Chant naïf certes, mais sincère ( Me zo ganet )
Ils ont écouté puis nous ont dit : nous allons chanter pour vous seulement, un chant guerrier et un chant religieux, puis nous nous sommes embrassés.
Les autres n’ont rien compris à notre retard, nous avions fait ce que notre cœur nous disait de faire.
Dans la coutume que nous avons faite chez les personnes où nous logions dans la case traditionnelle c’est toujours le plus ancien des invités qui demande l’hospitalité par un petit laïus, en l’occurrence c’était moi et depuis, tu m’appelais gentiment « le vieux »
Dans ta vie tu as eu plusieurs bateaux, du plus grand que tu as gréé, pour naviguer jusqu’aux Iles Marquises, jusqu’aux zodiac et autres canots. Le dernier est toujours près de ta maison.

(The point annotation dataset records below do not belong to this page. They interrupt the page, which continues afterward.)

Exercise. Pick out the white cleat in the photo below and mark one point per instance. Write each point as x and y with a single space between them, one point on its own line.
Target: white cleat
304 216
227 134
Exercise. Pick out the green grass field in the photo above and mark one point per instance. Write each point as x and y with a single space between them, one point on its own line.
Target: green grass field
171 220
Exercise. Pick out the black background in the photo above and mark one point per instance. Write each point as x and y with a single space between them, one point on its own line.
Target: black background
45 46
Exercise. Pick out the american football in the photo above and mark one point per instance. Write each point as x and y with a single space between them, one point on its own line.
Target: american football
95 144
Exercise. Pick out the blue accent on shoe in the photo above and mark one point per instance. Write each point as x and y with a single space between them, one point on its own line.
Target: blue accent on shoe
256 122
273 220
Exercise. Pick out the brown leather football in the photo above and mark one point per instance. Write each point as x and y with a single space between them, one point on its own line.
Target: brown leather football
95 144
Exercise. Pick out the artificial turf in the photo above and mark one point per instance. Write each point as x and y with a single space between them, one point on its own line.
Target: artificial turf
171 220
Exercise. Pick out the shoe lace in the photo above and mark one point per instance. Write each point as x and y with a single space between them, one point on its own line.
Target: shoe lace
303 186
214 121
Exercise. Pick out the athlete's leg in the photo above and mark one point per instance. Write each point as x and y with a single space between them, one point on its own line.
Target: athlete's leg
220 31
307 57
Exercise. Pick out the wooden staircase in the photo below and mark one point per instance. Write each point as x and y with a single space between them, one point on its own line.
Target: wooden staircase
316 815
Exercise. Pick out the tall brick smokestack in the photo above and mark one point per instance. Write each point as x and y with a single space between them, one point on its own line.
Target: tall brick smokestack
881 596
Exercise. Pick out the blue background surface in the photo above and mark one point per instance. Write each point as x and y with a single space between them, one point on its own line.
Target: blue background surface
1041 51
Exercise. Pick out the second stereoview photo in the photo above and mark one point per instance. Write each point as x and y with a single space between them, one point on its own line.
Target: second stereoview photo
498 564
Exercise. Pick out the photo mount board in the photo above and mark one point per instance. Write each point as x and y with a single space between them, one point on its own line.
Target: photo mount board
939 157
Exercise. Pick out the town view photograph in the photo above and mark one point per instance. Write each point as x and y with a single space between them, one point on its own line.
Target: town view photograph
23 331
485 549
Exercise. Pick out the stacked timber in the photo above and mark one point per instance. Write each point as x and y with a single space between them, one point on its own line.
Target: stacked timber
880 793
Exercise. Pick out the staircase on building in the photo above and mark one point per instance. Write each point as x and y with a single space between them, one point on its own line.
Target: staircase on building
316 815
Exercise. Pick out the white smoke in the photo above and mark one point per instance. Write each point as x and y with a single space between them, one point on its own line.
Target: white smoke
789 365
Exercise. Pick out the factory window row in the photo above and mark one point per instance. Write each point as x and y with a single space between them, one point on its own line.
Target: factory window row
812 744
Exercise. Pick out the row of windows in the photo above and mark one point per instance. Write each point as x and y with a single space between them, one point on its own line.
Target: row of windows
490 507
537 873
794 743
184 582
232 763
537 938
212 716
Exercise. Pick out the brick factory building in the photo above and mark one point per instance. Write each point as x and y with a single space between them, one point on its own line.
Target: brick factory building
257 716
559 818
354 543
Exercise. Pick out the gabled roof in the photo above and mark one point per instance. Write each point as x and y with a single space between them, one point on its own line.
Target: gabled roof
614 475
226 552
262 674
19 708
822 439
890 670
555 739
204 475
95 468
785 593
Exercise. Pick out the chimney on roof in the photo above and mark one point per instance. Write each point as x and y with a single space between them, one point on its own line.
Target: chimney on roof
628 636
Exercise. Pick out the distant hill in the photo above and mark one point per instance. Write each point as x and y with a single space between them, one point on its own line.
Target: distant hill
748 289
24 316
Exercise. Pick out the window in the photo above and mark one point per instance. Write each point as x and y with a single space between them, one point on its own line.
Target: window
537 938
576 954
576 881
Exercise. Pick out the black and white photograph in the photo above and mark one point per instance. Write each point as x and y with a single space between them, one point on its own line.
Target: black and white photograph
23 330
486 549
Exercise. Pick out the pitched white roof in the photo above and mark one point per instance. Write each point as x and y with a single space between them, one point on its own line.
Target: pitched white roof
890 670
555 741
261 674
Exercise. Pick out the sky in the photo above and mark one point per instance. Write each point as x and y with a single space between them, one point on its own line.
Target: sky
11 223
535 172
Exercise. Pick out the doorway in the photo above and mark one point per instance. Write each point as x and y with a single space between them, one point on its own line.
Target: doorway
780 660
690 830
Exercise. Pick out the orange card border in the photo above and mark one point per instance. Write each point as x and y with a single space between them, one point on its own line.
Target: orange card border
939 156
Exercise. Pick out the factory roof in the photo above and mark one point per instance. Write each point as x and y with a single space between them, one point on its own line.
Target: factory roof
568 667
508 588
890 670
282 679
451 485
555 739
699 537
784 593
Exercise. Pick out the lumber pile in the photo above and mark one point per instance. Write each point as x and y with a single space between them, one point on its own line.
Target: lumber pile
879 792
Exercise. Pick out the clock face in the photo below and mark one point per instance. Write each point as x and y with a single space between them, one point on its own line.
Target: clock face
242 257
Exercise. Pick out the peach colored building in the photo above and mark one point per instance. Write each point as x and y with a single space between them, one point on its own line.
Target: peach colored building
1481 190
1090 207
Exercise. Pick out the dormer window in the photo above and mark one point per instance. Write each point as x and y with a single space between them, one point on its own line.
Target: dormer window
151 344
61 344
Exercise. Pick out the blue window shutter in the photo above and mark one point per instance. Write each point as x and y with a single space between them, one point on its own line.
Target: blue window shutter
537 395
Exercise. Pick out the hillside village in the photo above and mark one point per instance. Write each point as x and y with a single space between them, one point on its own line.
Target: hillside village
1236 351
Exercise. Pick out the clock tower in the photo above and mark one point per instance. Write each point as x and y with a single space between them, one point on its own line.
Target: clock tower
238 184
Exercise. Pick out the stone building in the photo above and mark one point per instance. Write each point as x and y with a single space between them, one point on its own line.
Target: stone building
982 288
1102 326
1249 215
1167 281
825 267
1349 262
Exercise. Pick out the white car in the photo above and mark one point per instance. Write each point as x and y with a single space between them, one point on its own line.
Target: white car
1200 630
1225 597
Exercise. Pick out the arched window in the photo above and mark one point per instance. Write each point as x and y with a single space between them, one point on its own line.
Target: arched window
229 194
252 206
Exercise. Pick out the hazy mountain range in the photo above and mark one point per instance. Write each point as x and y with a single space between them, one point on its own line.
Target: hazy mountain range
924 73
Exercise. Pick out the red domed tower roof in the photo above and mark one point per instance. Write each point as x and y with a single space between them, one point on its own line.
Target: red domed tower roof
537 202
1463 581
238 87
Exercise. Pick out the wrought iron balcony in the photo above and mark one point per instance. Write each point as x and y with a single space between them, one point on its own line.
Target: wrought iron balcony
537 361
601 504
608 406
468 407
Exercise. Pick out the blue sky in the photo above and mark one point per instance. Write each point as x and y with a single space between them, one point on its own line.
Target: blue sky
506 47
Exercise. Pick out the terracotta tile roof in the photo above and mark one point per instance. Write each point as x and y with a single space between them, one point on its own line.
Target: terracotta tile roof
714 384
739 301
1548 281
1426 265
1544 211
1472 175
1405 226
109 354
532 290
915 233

Celui dans lequel tu es maintenant a une drôle de coupe, tu aurais bien été capable de lui faire une plus belle étrave ; il t’emportera dans ton ultime navigation vers le Paradis des Marins. Je suis certain que dans les tempêtes futures les vents que nous entendrons seront l’accompagnement musical des rencontres des Ames de tous les marins du monde.
Des copains et des amis ne pourront être ici aujourd’hui, ils te saluent.
Tu sais qu’on dit à Groix « aller dans le suet » pour mourir, en breton « Moned d’er Gevred » mais « Moned a Gevred »ça veut dire aussi « aller ensemble »
Alors, allons ensemble avec toi, t’accompagner.

Largue devant, largue derrière, mon frère.